Engineering Oxygen-Vacancy-Rich S-Scheme CeSnO₃/Bi₂S₃ Perovskite-Based Heterojunction with Dynamic Ce³⁺/Ce⁴⁺ Redox Recycling: Efficient Photoactivation of Peroxymonosulfate towards Lindane Degradation, Antimicrobial Activity and Sustainable H₂ Production

Abstract

In this work, a series of highly porous and multifunctional CeSnO₃/Bi₂S₃ perovskite-based heterojunctions (CBX) were successfully synthesized via a two-step mixing approach. Among them, the optimized CB30 heterojunction exhibited outstanding textural and electronic properties, featuring a high specific surface area (~85 m² g⁻¹) that enables efficient light harvesting and enhanced charge carrier separation.
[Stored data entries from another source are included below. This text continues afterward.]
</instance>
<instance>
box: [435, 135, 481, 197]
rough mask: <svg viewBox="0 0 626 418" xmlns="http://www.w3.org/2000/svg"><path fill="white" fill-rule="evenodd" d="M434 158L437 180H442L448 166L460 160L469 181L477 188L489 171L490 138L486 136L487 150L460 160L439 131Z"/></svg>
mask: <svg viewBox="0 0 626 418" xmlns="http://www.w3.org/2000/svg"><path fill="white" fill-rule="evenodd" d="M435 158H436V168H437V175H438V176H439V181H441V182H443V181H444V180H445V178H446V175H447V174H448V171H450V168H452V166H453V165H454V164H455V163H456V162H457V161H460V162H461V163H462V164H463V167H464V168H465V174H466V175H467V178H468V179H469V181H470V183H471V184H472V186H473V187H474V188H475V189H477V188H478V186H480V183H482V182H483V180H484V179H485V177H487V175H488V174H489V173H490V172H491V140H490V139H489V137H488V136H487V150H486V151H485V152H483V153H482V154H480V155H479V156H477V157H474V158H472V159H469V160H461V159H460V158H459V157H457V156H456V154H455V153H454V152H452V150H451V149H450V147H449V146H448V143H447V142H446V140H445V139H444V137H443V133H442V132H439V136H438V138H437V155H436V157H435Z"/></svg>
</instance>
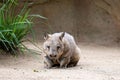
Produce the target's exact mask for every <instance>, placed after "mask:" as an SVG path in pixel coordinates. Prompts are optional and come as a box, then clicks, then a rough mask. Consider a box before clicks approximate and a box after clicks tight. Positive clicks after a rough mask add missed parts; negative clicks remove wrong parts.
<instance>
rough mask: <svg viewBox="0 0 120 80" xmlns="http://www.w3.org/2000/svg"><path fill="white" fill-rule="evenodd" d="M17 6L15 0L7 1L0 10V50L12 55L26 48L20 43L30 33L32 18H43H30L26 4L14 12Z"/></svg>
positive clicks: (31, 16) (29, 9)
mask: <svg viewBox="0 0 120 80" xmlns="http://www.w3.org/2000/svg"><path fill="white" fill-rule="evenodd" d="M17 5H18V3H17V0H8V1H6V2H5V3H3V5H2V7H1V8H0V49H2V50H4V51H6V52H10V53H14V54H16V52H17V51H18V50H21V51H22V50H23V49H24V48H26V47H25V46H24V45H23V44H22V42H23V39H24V38H25V37H26V35H27V34H28V33H29V32H31V31H32V26H33V25H32V24H33V18H34V17H40V18H44V17H42V16H40V15H31V16H30V15H29V13H30V9H28V8H27V4H25V6H24V7H23V9H21V10H20V11H18V12H16V9H17Z"/></svg>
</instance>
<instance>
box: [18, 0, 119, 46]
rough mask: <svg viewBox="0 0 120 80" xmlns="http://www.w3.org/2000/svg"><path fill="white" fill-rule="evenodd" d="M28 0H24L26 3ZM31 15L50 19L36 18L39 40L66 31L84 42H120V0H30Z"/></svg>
mask: <svg viewBox="0 0 120 80" xmlns="http://www.w3.org/2000/svg"><path fill="white" fill-rule="evenodd" d="M25 1H26V0H20V4H24V3H25ZM28 1H29V8H31V9H32V12H31V14H40V15H42V16H44V17H47V18H48V20H40V19H36V20H35V23H36V24H35V25H34V30H35V33H36V34H37V35H36V39H37V40H38V41H41V40H43V34H44V33H45V32H48V33H53V32H61V31H66V32H68V33H70V34H72V35H73V36H75V39H76V40H77V41H80V42H90V43H97V44H104V45H110V44H112V45H113V44H119V43H120V23H119V22H120V15H119V14H120V0H28Z"/></svg>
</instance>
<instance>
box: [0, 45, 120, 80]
mask: <svg viewBox="0 0 120 80" xmlns="http://www.w3.org/2000/svg"><path fill="white" fill-rule="evenodd" d="M26 45H27V46H28V47H29V48H31V49H34V50H38V49H36V48H34V47H33V45H31V44H26ZM38 45H39V47H41V46H42V44H41V43H39V44H38ZM79 47H80V48H81V51H82V53H81V60H80V61H79V63H78V65H77V66H76V67H71V68H67V69H59V68H52V69H45V68H44V67H43V58H42V55H43V54H42V53H38V54H31V53H27V52H26V53H25V54H20V55H18V56H16V57H13V56H10V55H0V80H120V49H119V47H110V46H101V45H95V44H87V43H79Z"/></svg>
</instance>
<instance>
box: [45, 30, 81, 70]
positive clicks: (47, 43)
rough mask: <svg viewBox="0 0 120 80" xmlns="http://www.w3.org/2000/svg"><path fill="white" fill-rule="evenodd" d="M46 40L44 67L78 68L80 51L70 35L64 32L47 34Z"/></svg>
mask: <svg viewBox="0 0 120 80" xmlns="http://www.w3.org/2000/svg"><path fill="white" fill-rule="evenodd" d="M44 39H45V42H44V44H43V49H44V53H45V56H44V65H45V67H46V68H51V67H54V66H59V67H61V68H66V67H72V66H76V64H77V63H78V61H79V59H80V56H79V54H80V49H79V48H78V46H77V45H76V43H75V40H74V38H73V37H72V36H71V35H70V34H68V33H64V32H60V33H54V34H52V35H51V34H47V35H45V37H44Z"/></svg>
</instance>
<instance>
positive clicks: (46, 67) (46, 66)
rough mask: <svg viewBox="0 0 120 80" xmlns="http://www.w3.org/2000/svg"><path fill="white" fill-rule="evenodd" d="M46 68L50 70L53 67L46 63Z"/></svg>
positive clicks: (50, 65) (45, 67) (47, 63)
mask: <svg viewBox="0 0 120 80" xmlns="http://www.w3.org/2000/svg"><path fill="white" fill-rule="evenodd" d="M44 68H47V69H50V68H52V65H51V64H49V63H47V62H45V61H44Z"/></svg>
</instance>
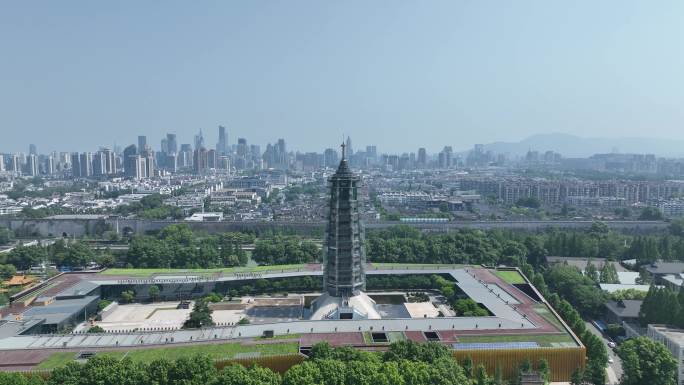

Consequently, CB30 degraded 70.7% of LN (600 µg/L) in aqueous media under solar light irradiation for 100 min. The incorporation of peroxymonosulfate (PMS) into the reaction medium synergistically enhanced the photocatalytic efficiency of CB30 heterojunction by achieving 93.2% degradation of LN in 100 min. The outstanding performance of CB30 in conjunction with PMS is primarily attributed to successful activation of PMS by oxygen vacancies rich CeSnO 3 /Bi 2 S 3 heterojunction and the continuous redox recycling of Ce³⁺/Ce⁴⁺ species in the heterojunction. Furthermore, radical quenching experiments revealed • OH, SO 4 •⁻ and O 2 •⁻ as the dominant species responsible for the photocatalytic degradation of LN in aqueous media. In addition to LN degradation, the antimicrobial activity analysis test confirmed the excellent performance of CB30 with an average zone of inhibition (ZOI) value of 21.5 mm and 20 mm against E.coli and C.albicansrespectively. The electrochemical studies showed that the CB30 heterojunction yielded a specific capacitance of 316.5 F g -1 , energy density of 10.99 Wh kg -1 and power density of 500 W kg -1 at a current density of 2 A g -1 . Furthermore, CB30 exhibited outstanding hydrogen evolution performances of 12.2, 22.2 and 37.7 mmol g -1 of H₂ with EQE values of 34.4, 41.9 and 50.5% upon simulated solar irradiations for 6, 9 and 12 hrs of reaction time, respectively. The superior photocatalytic and photo-electrochemical activities are primarily governed by the synergistic integration of S-scheme charge transfer, oxygen vacancies (34.91%) and Ce³⁺/Ce⁴⁺ redox cycling, establishing CB30 as a robust and multifunctional platform for persistent pollutant degradation, antimicrobial disinfection and sustainable hydrogen production.